National Park Service

Upper Columbia Basin Network (UCBN)

Sagebrush Steppe Vegetation Monitoring

Sage brush steppe monitoring plot at City of Rocks NR
Sage brush steppe monitoring plot at City of Rocks NR

Sagebrush Steppe Monitoring Resource Briefs

Sagebrush Steppe Monitoring Reports

Sagebrush Steppe Monitoring Protocol & Procedures

For more information contact: Tom Rodhouse

Parks Monitored

Video: Monitoring the Sagebrush Steppe

 

Importance / Issues

  • Sagebrush steppe is the most abundant vegetation type in the Upper Columbia Basin Network.
  • Significant portions of the sagebrush steppe have been converted to agriculture and heavily grazed rangeland, and much of what remains has been degraded through altered fire regimes and invasion of introduced plants.
  • These changes have resulted in native flora and fauna declines, decreased soil stability, and reduced hydrologic function.

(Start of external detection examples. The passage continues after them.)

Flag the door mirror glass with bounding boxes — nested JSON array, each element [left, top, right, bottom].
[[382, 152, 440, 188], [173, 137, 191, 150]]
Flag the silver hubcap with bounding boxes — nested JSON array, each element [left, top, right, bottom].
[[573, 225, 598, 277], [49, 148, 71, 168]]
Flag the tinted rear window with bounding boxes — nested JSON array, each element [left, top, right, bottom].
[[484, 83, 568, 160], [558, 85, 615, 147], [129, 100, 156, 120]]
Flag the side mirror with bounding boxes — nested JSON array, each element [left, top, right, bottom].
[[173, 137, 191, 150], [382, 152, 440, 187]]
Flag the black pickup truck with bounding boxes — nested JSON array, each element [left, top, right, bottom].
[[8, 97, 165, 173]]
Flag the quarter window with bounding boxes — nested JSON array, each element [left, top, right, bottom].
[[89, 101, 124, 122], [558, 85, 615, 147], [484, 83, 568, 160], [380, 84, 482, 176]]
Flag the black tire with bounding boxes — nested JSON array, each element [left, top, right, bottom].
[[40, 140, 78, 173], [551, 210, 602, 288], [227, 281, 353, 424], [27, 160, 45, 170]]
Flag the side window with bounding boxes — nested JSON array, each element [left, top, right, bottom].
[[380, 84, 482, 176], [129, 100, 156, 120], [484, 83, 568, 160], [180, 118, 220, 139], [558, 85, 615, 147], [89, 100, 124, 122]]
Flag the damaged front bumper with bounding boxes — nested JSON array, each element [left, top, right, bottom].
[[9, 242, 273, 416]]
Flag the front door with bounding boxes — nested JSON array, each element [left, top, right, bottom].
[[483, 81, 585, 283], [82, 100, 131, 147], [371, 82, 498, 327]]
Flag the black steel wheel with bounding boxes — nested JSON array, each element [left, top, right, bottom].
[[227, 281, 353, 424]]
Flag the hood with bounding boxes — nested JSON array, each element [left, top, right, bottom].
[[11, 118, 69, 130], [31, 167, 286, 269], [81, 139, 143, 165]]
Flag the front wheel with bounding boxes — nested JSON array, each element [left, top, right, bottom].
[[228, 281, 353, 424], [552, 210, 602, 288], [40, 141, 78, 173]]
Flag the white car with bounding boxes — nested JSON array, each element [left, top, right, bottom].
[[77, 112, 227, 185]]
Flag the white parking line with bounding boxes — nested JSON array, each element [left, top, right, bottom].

Land use practices both within and adjacent to the Network parks continue to fragment and alter steppe ecosystems and predicted climate change scenarios will likely intensify these stressors.
  • Plant invasion and shifting community composition and species abundance is the overarching concern for Network park managers. Indicators of sagebrush steppe biotic integrity, hydrologic function, and soil/site stability are the focus of the protocol, which will provide managers with information necessary to evaluate progress in activities related to maintaining and restoring native plant communities.

Monitoring Objectives

  • Determine the status (current condition) and trends (change in condition over time) in the composition and abundance (cover) of principal native plant species in UCBN sagebrush steppe communities.
  • Determine the status and trends in composition and abundance (cover) of principal invasive plant species, including annual grasses, in UCBN sagebrush steppe communities.
  • Determine the status and trend in the amount of exposed soil (cover), a fundamental indicator of soil stability.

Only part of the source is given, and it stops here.